Мозг оцепенел. Перед глазами замельтешили красно-зелёные пятна, а зубы лязгали так громко, что слышно было, кажется, всем находящимся в комнате. Гоша, разумеется, ещё тешил себя надеждами, что сию минуту проснётся дома на любимом диване, но при этом уже прекрасно всё понимал. Ему вдруг стало до слёз жаль того парнишку, которого он бессердечно толкнул прямиком в похотливые лапы маньяка-педофила. Собственно, самого маньяка-педофила он жалел не меньше. И у него и у остальных своих жертв он с удовольствием попросил бы сейчас прощения. А перед одним из страдальцев – имиджмейкером Славой — и вовсе покаянно упал бы на колени.

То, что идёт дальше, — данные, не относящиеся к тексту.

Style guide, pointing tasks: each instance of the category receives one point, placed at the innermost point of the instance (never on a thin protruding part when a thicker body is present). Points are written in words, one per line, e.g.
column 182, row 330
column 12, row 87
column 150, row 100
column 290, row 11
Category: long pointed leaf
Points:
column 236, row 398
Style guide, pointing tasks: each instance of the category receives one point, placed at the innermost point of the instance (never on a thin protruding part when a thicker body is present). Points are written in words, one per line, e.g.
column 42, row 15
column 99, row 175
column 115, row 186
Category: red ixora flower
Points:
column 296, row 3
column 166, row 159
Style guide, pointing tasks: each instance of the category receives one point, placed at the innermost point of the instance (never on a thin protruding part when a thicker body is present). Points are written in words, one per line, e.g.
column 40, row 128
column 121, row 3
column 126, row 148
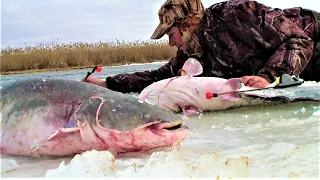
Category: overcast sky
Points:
column 28, row 22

Затравленным зайцем озираясь вокруг, Гоша осознавал, что ему, в очередной раз, не повезло. Он явно очутился в бессвязном, на скорую руку слепленном крео, автором которого был, по всей вероятности, какой-то малолетний, но очень тщеславный и выебонистый графоман. При мысли о том, что им вполне может быть один из тех долбоёбов с сайта, Гоша болезненно скривился и выпустил кишечные газы. В самом деле, учитывая бессмысленность и убогость происходящего, этот вариант даже можно было рассматривать в числе наиболее вероятных.
Однако проверить догадку, видимо, было не суждено. В отличие от пелевинского графа Т, Гоша, увы, не имел возможности лично общаться со своим создателем. Показываться ему на глаза бесталанный творец не спешил, наверное, из страха. А о том, можно ли каким-нибудь образом вынудить его это сделать, Виктор Олегович умалчивал. Оставалось лишь представлять себе уткнувшуюся в монитор прыщавую рожу творца и давиться спазмами бессильной ярости.

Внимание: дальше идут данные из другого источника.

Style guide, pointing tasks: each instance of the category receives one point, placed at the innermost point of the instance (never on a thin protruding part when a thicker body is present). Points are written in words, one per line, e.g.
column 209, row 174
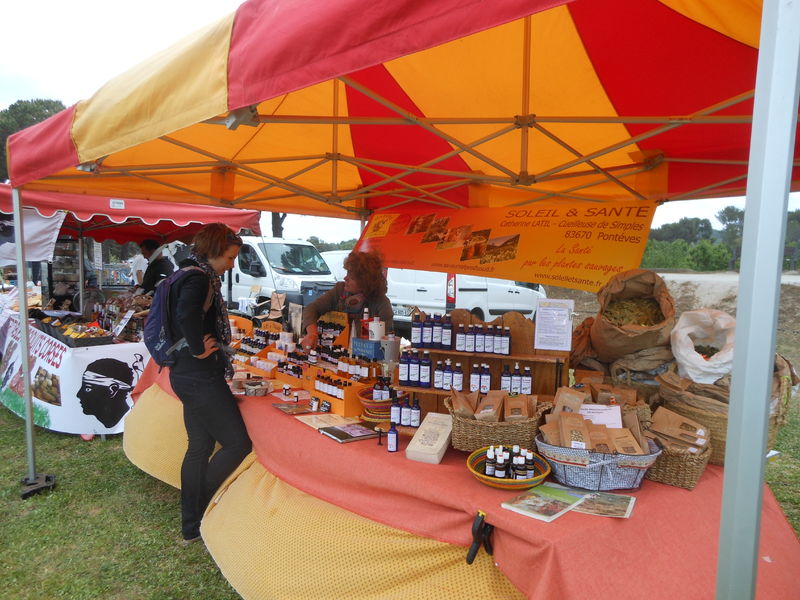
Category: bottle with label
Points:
column 461, row 339
column 480, row 338
column 447, row 333
column 458, row 378
column 416, row 413
column 416, row 331
column 469, row 339
column 488, row 340
column 436, row 340
column 391, row 438
column 438, row 373
column 427, row 332
column 405, row 413
column 447, row 376
column 402, row 369
column 526, row 387
column 475, row 378
column 505, row 379
column 425, row 370
column 394, row 411
column 488, row 468
column 485, row 383
column 516, row 380
column 413, row 369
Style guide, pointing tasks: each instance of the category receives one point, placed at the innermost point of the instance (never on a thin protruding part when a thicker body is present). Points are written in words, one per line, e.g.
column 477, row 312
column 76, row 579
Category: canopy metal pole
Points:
column 771, row 151
column 32, row 482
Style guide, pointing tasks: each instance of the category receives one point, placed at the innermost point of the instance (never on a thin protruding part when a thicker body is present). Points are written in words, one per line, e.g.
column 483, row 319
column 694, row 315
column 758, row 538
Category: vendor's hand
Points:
column 210, row 344
column 310, row 340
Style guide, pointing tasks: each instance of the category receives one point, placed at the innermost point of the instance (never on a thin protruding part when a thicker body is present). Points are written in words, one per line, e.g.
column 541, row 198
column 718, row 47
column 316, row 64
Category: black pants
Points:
column 210, row 415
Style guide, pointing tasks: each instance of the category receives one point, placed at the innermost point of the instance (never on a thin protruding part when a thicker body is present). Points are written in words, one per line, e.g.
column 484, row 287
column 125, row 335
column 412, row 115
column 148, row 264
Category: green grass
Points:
column 108, row 531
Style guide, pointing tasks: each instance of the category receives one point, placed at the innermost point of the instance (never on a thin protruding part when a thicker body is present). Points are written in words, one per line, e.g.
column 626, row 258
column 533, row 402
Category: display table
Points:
column 81, row 390
column 666, row 549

Ебанат-автор, тем временем, явно не намеревался давать Гоше ни единой лишней минуты для передышки. В комнату продолжали набиваться люди, теснота уже становилась невыносимой. Похоже, создатель решил не утруждать себя описанием внешнего облика вошедших. Из-за этого как следует рассмотреть их у Гоши не получалось, несмотря на то, что все они норовили протиснуться к нему поближе и нагло пялились в упор. Некоторые даже касались его лица хрящеватыми липкими пальцами. Пленник потел и трясся от ужаса. Но ещё острее были обида и унижение, ведь все эти муки ему приходилось терпеть единственно ради того, чтобы какой-то безвестный сублимирующий идиот мог обратить на себя внимание. Позор был чудовищным и непереносимым.

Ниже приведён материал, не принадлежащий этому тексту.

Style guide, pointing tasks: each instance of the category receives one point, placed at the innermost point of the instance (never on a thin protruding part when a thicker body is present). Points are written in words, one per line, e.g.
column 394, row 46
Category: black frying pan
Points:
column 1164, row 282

Толпа всё больше оживлялась, на основании чего можно было сделать вывод: самое страшное ещё только начинается. И действительно – под всеобщие одобрительные возгласы к Гоше приблизился тощий тип в накидке с капюшоном. Его глаза полыхали неправдоподобным безумием. В одной руке он держал ведёрко с какой-то едкой пахучей дрянью, в другой – клизму. Из ведёрка валил пар. Демиург явно намеревался совершить очередную мерзость, и жутко было даже предположить, что именно мудак замыслил на этот раз.
Подойдя, тип в капюшоне ощерил бульдожью пасть и, разразившись смехом клишированного негодяя, произнёс:
— Ну что, граф Г, извольте уделить мне чуточку внимания. Переходим к водным процедурам.